Vatan Mehmet, o jornalista investigativo que escreveu o artigo, disse ao Olive Oil Times que tomou conhecimento da história quando uma associação local de produtores, a Zeysan, reclamou de um recente influxo de azeite de oliva a preços extremamente baixos.

Na época das importações, o azeite turco era vendido por cerca de 20 a 25 liras turcas por litro (cerca de US$ 3,76 a US$ 4,70) na ilha. No entanto, o carregamento mais recente estava sendo vendido por 16,50 liras turcas por litro (US$ 3,10).

Tanto o ministro da Agricultura de Chipre, Erkut Sahali, quanto o chefe da organização que importou o azeite, Hurrem Tulga, negaram que o azeite fosse da Síria. No entanto, nenhum dos dois soube explicar por que os preços do azeite importado eram tão baixos e se recusaram a comentar mais quando pressionados por Memet.

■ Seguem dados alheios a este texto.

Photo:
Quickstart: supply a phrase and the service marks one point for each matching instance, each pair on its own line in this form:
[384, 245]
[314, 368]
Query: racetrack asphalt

“Nenhum dos dois funcionários explicou ainda como o azeite foi comprado a um preço de 16,50 liras turcas, enquanto está sendo vendido por 20 a 25 liras turcas na Turquia”, disse Memet. “Os funcionários mantiveram um tom ambíguo em relação à quantidade a ser importada, ou à quantidade planejada para ser importada daqui em diante.”

Nem Sahali nem Tulga responderam aos pedidos de comentário do Olive Oil Times.

Enquanto isso, Nasir Hussu, presidente da Câmara de Indústria e Comércio de Afrin, apoiada pela Turquia, disse a repórteres locais em uma coletiva de imprensa que nenhum azeite de oliva foi roubado de Afrin.

“Vendemos nosso azeite aos comerciantes turcos a preços mundiais, principalmente ao preço praticado na Espanha”, disse Hussu. “Rejeitamos totalmente essas alegações [de que qualquer azeite teria sido roubado de Afrin].”

A insistência de Hussu de que os produtores locais receberam preços de mercado por suas azeitonas contrasta com evidências consideráveis em contrário, que vão desde relatos de testemunhas oculares do Observatório Sírio para os Direitos Humanos e outras fontes locais até as admissões mencionadas anteriormente de Pakdemirli.

Separadamente, políticos espanhóis e suíços estão pressionando seus governos e a Comissão Europeia para investigar mais a fundo o que está acontecendo.

Bernard Guhl, membro do Parlamento suíço, disse ao Olive Oil Times que espera respostas de seu governo sobre se algum azeite proveniente de Afrin entrou na Suíça em algum momento de março.

Carles Mulet García e Jordi Navarrete Pla, dois senadores espanhóis, também solicitaram formalmente ao seu governo e à Comissão Europeia que investiguem as exportações turcas de azeite para a União Europeia. Nenhuma das duas entidades declarou publicamente que está investigando a questão no momento.